With Hollande even more unpopular now than a year ago, Mélenchon is terrified that the PS' decision to stoke a conflict with Russia over Ukraine could trigger an explosion of opposition in the working class. He is making his empty criticisms of Hollande, above all, in a desperate attempt to block the development of opposition in the working class to the PS and to forces on its periphery, including Mélenchon himself.

It also reflects his concern that, amid the deep discrediting of the right-wing policies of the PS and the entire French “left” establishment, the positions of the neo-fascist National Front (FN) are winning over a layer of Left Front members and allied union functionaries.

Visiting Russia last month, FN leader Marine Le Pen said that Russia is being “demonized”, and that a campaign against Russia has been cooked up in Europe with US support. “I am surprised a Cold War on Russia has been declared in the European Union,” she declared.

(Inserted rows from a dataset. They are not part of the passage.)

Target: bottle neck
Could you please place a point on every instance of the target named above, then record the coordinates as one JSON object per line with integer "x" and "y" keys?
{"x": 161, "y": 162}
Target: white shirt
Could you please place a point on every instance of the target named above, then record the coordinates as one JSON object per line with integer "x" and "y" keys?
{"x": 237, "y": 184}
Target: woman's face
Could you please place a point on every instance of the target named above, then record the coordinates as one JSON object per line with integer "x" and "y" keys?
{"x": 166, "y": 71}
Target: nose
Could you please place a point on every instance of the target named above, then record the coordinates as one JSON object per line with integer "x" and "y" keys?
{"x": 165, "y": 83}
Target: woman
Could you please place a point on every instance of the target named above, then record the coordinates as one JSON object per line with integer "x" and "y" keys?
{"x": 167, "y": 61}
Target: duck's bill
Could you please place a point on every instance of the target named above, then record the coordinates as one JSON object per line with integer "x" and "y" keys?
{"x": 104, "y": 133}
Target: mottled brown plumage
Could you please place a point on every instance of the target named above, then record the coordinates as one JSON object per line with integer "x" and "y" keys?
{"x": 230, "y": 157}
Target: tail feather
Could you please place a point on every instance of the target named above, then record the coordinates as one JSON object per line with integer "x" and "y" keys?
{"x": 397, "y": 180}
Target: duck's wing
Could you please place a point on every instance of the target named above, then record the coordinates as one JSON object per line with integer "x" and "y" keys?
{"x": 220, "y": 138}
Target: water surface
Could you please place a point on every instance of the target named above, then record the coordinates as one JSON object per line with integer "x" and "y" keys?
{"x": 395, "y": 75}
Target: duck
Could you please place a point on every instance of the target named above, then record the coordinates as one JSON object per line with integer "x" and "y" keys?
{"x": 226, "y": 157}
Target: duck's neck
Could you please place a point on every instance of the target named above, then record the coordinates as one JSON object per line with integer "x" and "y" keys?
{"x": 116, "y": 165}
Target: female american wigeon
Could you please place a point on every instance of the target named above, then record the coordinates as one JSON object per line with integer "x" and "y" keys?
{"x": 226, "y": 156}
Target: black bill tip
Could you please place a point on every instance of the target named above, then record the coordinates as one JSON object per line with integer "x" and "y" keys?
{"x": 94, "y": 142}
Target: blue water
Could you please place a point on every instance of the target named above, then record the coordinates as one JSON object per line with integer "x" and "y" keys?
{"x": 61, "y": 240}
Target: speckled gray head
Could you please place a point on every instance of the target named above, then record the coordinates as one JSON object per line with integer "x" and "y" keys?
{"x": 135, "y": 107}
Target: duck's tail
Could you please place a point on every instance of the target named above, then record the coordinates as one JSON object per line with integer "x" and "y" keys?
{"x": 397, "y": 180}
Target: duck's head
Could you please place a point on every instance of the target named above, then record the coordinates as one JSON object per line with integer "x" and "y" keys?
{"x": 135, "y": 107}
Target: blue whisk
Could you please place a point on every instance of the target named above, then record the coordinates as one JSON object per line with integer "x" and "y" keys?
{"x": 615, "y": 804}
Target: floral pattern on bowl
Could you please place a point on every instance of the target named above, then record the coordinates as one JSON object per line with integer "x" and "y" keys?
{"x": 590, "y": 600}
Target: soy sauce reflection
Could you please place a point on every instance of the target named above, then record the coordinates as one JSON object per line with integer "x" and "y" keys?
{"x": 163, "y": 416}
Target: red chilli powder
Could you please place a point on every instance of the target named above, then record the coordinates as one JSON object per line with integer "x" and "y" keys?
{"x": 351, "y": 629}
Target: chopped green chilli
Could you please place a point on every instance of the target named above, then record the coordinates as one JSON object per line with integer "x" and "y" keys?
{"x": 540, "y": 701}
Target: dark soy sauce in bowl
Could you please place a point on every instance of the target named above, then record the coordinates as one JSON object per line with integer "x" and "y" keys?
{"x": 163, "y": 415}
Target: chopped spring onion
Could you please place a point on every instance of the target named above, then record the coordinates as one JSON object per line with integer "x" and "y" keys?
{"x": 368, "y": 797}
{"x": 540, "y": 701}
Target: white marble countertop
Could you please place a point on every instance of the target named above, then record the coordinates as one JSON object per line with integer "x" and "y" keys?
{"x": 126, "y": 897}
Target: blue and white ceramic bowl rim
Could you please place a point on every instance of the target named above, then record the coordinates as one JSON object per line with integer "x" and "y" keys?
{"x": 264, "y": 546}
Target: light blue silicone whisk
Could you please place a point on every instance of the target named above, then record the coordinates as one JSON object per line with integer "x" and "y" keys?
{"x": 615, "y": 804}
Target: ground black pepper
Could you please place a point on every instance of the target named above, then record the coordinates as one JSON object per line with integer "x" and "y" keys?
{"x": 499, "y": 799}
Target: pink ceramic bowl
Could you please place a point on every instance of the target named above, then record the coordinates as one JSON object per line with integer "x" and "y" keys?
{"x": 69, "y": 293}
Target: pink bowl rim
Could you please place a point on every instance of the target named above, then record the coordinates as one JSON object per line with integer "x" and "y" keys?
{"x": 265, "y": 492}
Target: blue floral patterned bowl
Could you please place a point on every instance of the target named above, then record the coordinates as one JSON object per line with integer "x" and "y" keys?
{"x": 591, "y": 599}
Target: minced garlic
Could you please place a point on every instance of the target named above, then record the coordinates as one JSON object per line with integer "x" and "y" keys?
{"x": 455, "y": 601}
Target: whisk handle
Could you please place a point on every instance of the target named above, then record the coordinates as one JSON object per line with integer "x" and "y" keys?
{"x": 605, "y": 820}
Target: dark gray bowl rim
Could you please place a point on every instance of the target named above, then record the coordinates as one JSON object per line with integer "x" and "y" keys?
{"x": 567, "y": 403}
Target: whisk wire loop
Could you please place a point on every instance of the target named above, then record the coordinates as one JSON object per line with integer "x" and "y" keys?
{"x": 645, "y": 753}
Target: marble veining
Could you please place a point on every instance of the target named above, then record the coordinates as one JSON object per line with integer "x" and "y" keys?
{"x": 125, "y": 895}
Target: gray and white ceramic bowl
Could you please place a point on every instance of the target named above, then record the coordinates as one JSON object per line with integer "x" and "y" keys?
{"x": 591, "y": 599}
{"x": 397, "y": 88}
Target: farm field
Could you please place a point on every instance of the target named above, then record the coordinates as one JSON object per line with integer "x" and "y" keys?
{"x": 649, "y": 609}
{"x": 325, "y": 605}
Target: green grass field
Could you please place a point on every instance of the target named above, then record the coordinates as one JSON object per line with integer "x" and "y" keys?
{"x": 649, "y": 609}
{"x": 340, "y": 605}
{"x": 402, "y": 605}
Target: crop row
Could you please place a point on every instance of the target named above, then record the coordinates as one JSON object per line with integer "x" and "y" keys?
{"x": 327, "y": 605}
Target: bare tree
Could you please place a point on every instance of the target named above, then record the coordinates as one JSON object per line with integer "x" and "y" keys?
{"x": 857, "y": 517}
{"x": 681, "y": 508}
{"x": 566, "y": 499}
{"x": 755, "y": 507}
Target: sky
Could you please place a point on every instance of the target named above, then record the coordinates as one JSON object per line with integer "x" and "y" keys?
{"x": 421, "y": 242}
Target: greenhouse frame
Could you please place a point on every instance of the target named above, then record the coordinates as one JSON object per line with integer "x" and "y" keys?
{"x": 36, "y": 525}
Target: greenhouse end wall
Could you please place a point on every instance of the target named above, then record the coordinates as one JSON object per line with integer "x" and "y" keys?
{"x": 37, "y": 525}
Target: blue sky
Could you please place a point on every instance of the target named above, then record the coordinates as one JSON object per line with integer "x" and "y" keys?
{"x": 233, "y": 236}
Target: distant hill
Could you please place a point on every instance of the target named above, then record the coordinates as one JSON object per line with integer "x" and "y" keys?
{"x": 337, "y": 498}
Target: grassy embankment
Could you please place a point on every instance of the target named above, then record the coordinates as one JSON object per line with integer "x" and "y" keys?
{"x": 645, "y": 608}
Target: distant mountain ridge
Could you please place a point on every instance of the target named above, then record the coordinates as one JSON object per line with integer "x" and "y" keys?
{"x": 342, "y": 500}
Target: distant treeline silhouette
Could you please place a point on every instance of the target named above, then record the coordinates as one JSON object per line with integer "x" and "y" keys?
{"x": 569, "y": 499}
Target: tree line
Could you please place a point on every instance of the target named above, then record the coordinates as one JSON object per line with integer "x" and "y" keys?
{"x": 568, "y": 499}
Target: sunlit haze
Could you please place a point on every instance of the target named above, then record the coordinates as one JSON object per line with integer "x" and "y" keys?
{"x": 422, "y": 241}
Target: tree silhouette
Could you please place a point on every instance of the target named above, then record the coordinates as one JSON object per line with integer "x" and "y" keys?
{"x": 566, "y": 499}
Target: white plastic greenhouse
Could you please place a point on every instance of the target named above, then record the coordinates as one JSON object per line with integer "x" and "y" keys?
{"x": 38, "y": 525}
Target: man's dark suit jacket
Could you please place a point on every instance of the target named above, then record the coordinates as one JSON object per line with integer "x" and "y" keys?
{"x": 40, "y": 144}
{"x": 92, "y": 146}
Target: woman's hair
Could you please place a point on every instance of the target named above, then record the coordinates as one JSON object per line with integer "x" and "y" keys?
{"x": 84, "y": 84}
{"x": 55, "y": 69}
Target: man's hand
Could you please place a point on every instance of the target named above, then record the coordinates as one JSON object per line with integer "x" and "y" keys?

The FN has denounced the EU and the euro currency, calling for a return to the French franc, while criticizing the PS's alignment with Washington in the Ukraine crisis. It has downplayed its ties with the Svoboda party, a fascist party that works inside the US puppet regime in Kiev.

Since the signing of the Maastricht treaty creating the EU in 1992, and particularly since the 2003 US invasion of Iraq, France's bourgeois parties of rule and its pseudo-left parties have all carried out a major shift in policy. Uncharacteristically, given the traditions of French imperialist politics, they are now publicly and closely aligned on US wars and on the EU's hard-money policy, based on a strong euro. Opposition to this alignment has come primarily from the FN.

Mélenchon's role is to echo, from within the orbit of the PS, such nationalist opposition to PS policies.

His criticisms are empty and reactionary. His main enemy remains the working class, and his main concern is how to prevent it from mobilizing in struggle against imperialism.